10

IN THIS PART of the world, where manac beans grow as commonly and readily as moss, coddled by the salty coastal air and the nipping temperatures of night, no one with any money would choose to add them to their stews or use their greyish flour in their baking. Manacs are ‘the poor man’s weeds’. That is to say, they’re food for pensioners, peasants, paupers and livestock. To buy a kilo in the stores is to advertise your misfortune, or to boast the recent purchase of a sow.

Yet my neighbour’s daughter tells us that the well-heeled ladies who often drive past the farmers’ market, where she works, on the way up to their villas in the hills have started stopping off for bags of manac beans. ‘That’s really slumming it,’ she says. ‘Next thing, they’ll be having all our turnip tops. Our pigs’ll have to swill on caviar.’

I think I’ve guessed the actual motive of these women, though. They’re poisoning their husbands, in a way. They’re looking for a break in their routines. About two weeks ago, driving into town, I heard a radio report on livestock infertility and impotence. Stud animals, it said, would not perform reliably if fed on feeds which were rich in iogranulates. They’d suffer from fibrous swellings in the urinary and reproductive tracts. Even though their testes might swell to twice their normal size and the penis could enlarge appreciably, they would have problems with presenting an erection. Feeds to avoid in excess were brassicas, root grass and certain pulses.

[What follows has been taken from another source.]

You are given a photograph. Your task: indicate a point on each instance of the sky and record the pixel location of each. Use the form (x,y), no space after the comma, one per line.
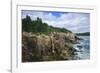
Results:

I hardly paid attention, until I heard the radio presenter’s final words. Medical records from the famines and recessions of the thirties, when manac beans became a staple foodstuff, he said, showed a tripling of impotence referrals and genital swellings amongst men from humble backgrounds. Manac beans, he warned, were ‘marginally addictive’ and contained the highest concentrate of iogranulates in any vegetable.

My neighbour’s daughter, obviously, is overjoyed to hear my explanation for the sudden vogue for manac beans. She says it’s brightened up her day. She’s keen to play her part. She carries produce from her stall to the curled-down windows of the cars, looks down onto the nyloned knees, the painted nails, the bracelets and the little skirts of women from the hills, and passes over bags of toxic, regulating manacs. As evening comes and she is packing up her stall, the husbands hurry home in their long cars, their cocks enlarged, their testicles like coconuts, and with nothing to present to their ever-patient, ever-thankful wives except a firm and growing appetite for beans.